Know When to Alert on What Matters
It is extremely important to set up automated alerts to assist monitoring. The biggest benefit of automated alerts is to enable spotting problems anywhere in your infrastructure so that you can easily determine the cause and minimize service degradation and disruption. But do you think alerts are reliable? Certainly not. You could miss out real problems in the sea of noisy alarms. If you are looking for effective ways for alerting, this article is for you. In this write-up, we will be explaining a simple yet effective approach to alerting.
In simple terms, an alert should communicate specific about your system. With the help of automatic alerting, you can respond quickly to issues and provide your customers better service. It also helps you save time by freeing from manual inspection of metrics.
Alerts are created on varied degrees of urgencies. Some alerts may require immediate human intervention, on the other hand, others may point to the areas that may require attention in the future. It is advisable to manage all alerts at a sole destination because it will be easy to correlate with other metrics and events.
Many alerts are not associated with a major problem. For example, when a data store starts serving queries much slower, it should generate a low-urgency alert. This low-urgency alert is recorded in the monitoring system for future reference or investigation. The alert-based data will provide invaluable context for your investigation.

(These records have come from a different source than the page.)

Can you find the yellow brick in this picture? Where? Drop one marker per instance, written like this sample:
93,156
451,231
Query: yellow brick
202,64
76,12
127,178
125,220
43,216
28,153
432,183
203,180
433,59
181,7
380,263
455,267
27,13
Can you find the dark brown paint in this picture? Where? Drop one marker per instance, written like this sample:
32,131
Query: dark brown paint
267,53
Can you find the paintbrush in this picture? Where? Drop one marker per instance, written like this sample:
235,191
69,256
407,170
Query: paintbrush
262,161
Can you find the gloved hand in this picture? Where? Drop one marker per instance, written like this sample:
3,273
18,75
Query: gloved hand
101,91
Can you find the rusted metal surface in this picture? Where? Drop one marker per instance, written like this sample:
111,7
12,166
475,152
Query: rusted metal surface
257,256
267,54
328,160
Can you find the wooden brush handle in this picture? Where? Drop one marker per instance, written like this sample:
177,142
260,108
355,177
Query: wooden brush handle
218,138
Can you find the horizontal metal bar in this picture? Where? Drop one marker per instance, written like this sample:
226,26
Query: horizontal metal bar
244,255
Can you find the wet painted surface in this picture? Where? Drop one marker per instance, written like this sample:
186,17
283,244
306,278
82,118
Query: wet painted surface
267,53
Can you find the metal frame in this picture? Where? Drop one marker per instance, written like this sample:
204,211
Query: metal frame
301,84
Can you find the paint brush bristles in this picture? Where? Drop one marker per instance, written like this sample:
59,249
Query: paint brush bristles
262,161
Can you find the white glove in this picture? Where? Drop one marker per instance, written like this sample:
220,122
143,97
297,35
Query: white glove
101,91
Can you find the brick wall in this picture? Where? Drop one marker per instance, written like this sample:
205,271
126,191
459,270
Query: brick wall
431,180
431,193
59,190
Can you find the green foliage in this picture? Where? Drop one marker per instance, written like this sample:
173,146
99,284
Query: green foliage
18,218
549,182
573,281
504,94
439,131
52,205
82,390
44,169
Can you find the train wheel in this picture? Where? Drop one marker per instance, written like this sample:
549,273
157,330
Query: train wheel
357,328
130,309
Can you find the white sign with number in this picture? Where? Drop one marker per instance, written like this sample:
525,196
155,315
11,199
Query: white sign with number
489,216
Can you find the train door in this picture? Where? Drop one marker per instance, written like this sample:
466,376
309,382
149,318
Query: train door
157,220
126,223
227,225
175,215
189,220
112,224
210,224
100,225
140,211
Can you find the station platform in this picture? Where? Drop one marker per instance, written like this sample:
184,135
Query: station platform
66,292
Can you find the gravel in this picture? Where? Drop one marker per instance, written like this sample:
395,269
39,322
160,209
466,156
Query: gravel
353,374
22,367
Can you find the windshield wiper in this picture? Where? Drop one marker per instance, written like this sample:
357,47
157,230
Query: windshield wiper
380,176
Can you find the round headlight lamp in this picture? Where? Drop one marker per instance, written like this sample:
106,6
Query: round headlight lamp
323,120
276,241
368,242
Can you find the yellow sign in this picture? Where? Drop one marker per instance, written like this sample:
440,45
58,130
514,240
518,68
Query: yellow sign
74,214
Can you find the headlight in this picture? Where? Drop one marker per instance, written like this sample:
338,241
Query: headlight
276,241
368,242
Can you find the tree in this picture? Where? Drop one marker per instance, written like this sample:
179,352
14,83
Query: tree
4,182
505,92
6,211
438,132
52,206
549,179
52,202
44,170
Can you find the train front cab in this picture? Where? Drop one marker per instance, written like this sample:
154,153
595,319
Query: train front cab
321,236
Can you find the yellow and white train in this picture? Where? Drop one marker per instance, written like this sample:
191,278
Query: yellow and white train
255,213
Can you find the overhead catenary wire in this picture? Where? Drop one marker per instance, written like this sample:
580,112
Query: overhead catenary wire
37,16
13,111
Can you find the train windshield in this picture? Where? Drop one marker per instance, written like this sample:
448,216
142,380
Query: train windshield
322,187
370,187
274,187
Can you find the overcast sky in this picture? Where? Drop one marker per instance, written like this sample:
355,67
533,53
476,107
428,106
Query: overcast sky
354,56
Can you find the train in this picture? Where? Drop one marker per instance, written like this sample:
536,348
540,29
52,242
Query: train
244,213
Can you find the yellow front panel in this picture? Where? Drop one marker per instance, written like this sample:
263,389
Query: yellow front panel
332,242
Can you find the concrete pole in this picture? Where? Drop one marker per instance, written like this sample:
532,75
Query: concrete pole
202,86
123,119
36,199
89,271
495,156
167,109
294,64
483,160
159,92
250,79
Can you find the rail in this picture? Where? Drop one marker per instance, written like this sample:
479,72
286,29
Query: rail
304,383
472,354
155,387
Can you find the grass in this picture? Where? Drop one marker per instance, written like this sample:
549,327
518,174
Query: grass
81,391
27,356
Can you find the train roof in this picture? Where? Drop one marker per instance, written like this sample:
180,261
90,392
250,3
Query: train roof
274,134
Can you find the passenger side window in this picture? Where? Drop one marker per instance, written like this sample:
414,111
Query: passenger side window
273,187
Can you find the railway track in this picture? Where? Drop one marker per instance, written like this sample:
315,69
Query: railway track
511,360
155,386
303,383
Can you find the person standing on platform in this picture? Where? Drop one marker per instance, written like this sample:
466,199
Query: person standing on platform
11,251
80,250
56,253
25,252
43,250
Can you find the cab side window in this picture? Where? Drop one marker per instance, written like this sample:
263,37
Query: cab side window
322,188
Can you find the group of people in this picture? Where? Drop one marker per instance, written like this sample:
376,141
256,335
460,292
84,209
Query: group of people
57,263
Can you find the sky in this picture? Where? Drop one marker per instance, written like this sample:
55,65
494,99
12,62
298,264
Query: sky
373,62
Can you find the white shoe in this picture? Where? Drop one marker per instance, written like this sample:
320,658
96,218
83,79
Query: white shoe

Notification Alerts of Moderate Severity
Alerts of moderate severity require intervention. If the data store is running low on disk space, it could be scaled out in the next several days. Sending an email in the service owner’s chat room is a perfect way to deliver the alerts.
High Severity Alerts
High severity alerts are given special treatment. They require immediate human attention because failing to do so can worsen the problem. For example, if the response time for your web application is exceeding your internal SLA, immediate action should be taken.
When to create alerts?
Before you set up an alert, it is important to ask yourself several questions to determine the urgency level of the alert. The most common questions to ask yourself are given below:
Is it real?
The first and foremost thing you need to do is, know if the issue is real. Always generate an alert for the real issue. It is upto you if you want to set up notifications but always record alerts within your monitoring system for later correlation and analysis.
Does it require attention?
Another important question you need to ask yourself is if it requires your attention. It can be problematic calling someone from work or sleep to fix the problem. If the issue is real and it requires attention, you can generate an alert to notify someone who can investigate and fix the problem. The notification should be sent via email, chat or ticketing system to help recipients prioritize their response.
Is it Urgent?
Not all issues are urgent. Therefore, you should understand if the issues are urgent to handle. If a key system stops performing, you should for an engineer immediately.
Pages on Symptoms
Pages on symptoms are effective for delivering useful information, but these symptoms could be disruptive if overused. If some kind of errors or symptoms are being depicted through page symptoms, you should know what to do immediately. The fact your system has stopped is itself a symptom and it can have a number of causes. Let’s say for example- if the loading speed of your website is quite low, it is a symptom. The possible cause of this symptom could be – high latency database latency, high load, failed application servers, etc.
Pages on symptoms are real and can cause internal problems. No matter how underlying system architectures may change, you will get an appropriate page even without updating your alert definitions. It is crucial to call human attention to a handful of metrics when the system performs adequately. Early warning metrics show the unacceptably high probability that serious symptoms will be developed and may require immediate intervention.
The Verdict
That was everything you need to know about alerting, types of alerting and how to create alerts to handle the complexities. Every issue or problem exhibits several kinds of symptoms. It is important to pay attention to the symptoms to ensure the problem does not affect the overall performance.